Nos últimos dias, surgiram casos alarmantes de tentativas de manipulação nos tribunais de diversos estados, incluindo São Paulo, Pará, Minas Gerais e Paraíba. Um exemplo foi encontrado no Tribunal de Justiça de São Paulo (TJSP), onde um texto invisível em uma petição inicial solicitava o deferimento de benefícios judiciais sem a devida transparência.
O problema do 'prompt injection'
A técnica conhecida como 'prompt injection' envolve a inserção maliciosa de orientações em documentos, que podem influenciar as decisões de sistemas de inteligência artificial usados no Judiciário. O juiz Diego Marcussi identificou uma dessas tentativas em uma petição apresentada em 2025, levando a uma investigação sobre a prática.
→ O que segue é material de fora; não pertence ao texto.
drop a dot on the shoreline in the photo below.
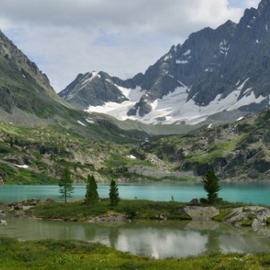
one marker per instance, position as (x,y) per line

A situação foi amplamente discutida, uma vez que o Conselho Nacional de Justiça (CNJ) já estabelece a revisão humana obrigatória na utilização de IA. O escritório do advogado envolvido na petição afirmou que está realizando uma apuração interna para entender a origem do problema.
Casos em outros estados
Além do TJSP, outros tribunais também registraram tentativas similares. No Pará, advogadas foram multadas em R$ 84,2 mil por uso de IA para fraudar um processo, enquanto em Minas Gerais um advogado foi penalizado em R$ 8,1 mil por incluir comandos ocultos em documentos. Essas situações levantam discussões sobre a ética e a segurança no uso de tecnologia no Judiciário.
O advogado Dierle Nunes, especialista na área, destaca que esses incidentes podem ser apenas a 'ponta do iceberg', indicando uma realidade mais complexa e preocupante. O juiz federal Rafael Leite também enfatiza que o aumento no uso de IA pode ampliar as chances de manipulação, requerendo atenção redobrada dos tribunais.
A necessidade de medidas preventivas
Os especialistas concordam que é fundamental implementar mecanismos de controle e supervisão nos sistemas de IA utilizados pelo Judiciário. Isso inclui a sanitização dos dados inseridos, garantindo que informações maliciosas não comprometam a integridade do processo judicial. A velocidade de adoção das tecnologias, segundo Nunes, não acompanhou a estrutura necessária para um uso seguro.
O papel da IA no Judiciário
Apesar dos riscos, a IA pode trazer benefícios significativos, como a agilidade na análise de processos e a garantia de que documentos relevantes não sejam ignorados. O juiz Rafael Leite ressalta que a utilização massiva da IA pode beneficiar a sociedade, desde que realizada com supervisão adequada.
O CNJ, por sua vez, declarou que está atenta ao problema e já implementa medidas para coibir práticas de manipulação, como a elaboração de um novo provimento e campanhas de conscientização. O desafio agora é encontrar um equilíbrio entre a inovação tecnológica e a proteção da integridade do sistema judiciário.